Of all the interesting tidbits in Brett Arends’ article in The Wall Street Journal about how to decide whether to walk away from your mortgage, his admission that the middle class is the only part of America adhering to standards of personal financial responsibility might be the most shocking.
Still, when it comes to the idea of walking away from debts, many people are held back by a sense of morality. They feel it’s wrong to abandon their obligations. They don’t want to be a deadbeat. Your instincts, while honorable, are leading you astray.
The economy is fundamentally amoral.
Sometimes I think middle-class Americans are the only people who haven’t worked this out yet. They’re operating with a gallant but completely out-of-date plan of attack—like an old-fashioned cavalry with plumed hats and shining swords charging against machine guns.
Arends goes on to point out that when a business’s debt exceeds its ability to pay, that business declares bankruptcy.

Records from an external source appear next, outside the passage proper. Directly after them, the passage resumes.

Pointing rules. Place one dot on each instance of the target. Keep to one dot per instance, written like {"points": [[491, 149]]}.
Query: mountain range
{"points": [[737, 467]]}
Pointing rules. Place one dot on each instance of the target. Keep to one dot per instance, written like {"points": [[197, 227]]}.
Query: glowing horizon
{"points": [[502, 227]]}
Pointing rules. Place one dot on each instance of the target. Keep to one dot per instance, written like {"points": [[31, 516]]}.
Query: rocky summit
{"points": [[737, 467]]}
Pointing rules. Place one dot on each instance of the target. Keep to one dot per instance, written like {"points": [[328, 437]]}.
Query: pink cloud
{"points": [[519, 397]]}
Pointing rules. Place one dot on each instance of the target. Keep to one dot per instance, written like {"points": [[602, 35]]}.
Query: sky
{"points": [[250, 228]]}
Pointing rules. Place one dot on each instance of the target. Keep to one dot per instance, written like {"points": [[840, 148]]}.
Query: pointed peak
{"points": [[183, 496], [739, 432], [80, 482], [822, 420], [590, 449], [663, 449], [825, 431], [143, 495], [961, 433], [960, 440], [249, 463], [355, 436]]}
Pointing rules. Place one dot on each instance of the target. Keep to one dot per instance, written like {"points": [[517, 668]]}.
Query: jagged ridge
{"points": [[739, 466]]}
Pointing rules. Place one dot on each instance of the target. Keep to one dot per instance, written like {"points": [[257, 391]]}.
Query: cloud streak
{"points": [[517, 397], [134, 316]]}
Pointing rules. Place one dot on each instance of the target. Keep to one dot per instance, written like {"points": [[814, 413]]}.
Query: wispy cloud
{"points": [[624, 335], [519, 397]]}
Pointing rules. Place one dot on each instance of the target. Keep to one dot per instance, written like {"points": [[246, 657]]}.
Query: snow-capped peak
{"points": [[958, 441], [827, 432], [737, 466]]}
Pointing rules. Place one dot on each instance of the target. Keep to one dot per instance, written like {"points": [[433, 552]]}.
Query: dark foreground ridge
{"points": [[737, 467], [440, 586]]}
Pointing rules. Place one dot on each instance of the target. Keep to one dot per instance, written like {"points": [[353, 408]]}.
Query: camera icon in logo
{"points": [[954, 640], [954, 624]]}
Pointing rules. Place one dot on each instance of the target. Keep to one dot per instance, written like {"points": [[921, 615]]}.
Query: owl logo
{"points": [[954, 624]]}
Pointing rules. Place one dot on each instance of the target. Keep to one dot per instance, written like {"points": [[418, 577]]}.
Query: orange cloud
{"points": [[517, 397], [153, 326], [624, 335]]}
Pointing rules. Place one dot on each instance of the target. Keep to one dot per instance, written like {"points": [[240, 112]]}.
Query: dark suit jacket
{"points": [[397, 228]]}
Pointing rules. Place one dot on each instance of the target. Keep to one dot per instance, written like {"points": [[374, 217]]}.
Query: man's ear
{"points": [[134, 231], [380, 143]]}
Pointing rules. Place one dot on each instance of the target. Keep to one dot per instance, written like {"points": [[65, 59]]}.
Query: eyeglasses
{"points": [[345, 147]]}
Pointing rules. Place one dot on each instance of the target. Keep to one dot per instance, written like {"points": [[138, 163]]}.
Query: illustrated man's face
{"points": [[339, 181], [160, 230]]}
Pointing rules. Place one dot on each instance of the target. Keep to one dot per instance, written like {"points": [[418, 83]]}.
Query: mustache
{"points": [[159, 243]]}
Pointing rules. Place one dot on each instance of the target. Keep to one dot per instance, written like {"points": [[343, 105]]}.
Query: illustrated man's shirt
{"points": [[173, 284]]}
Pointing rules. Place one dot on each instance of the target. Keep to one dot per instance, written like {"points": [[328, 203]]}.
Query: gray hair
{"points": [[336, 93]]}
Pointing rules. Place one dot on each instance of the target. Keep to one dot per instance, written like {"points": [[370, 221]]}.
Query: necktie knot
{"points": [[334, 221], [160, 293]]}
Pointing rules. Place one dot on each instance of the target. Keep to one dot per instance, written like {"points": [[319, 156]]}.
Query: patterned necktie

He adds that “walking away from debts is as American as apple pie,” unless you’re a homeowner.
Why is Arends so profoundly down on Americans sticking out the tough housing times? He counts the ways:
- 11 million families current owe mortgages for more than their houses are worth — a full 25 percent of families that have mortgages.
- 5 million of those homeowners owe at least 25 percent more than their houses are worth.
- More than half of mortgage holders in Nevada owe at least 25 percent more than their homes are worth, as well as one-third of Florida mortgage holders and twenty percent of California mortgage holders.
- To regain even a 25 percent loss of value, a home would have to increase in value by one-third — and even if housing prices went up by 5 percent a year, it would take more than 5 and a half years to increase in value by one-third.
- Housing prices aren’t rising at 5 percent a year now.
Arends also notes that in many states, lenders cannot come after homeowners for the money they fail to make on a foreclosure or, when they do, they face significant hurdles in getting that money. With the foreclosure rate so high, many lenders don’t bother. Better yet, from Arends’ perspective, if one’s liquidity is in retirement accounts, lenders who do choose to pursue the remainder of the loan will find themselves unable to access that money at all.
Of course, from a larger perspective, if too many mortgage holders — the 50 percent of Nevadans, for instance — took Arends’ advice, they would contribute to continued depreciation of housing stocks and lenders’ unwillingness to offer mortgages to any but the least risky buyers. The one positive part of Obama’s struggling mortgage modification program, in the minds of most analysts, is the fact that it is helping to spread out the number of foreclosures over a longer period of time, thus keeping home values from going into yet another freefall. A spreading willingness among the American middle class to treat their relationship to debt (and particularly housing debt) as a business transaction instead of the fulfillment of the American Dream (whether that phrase has been trademarked yet by the National Association of RealtorsTM or not) would indeed lead many people to walk away from their often-failed investments.
Luckily for the economy, few Americans are going to stop buying into the idea that home ownership is fundamentally part of the American experience — and many people will continue to pay their underwater mortgages as long as they possibly can.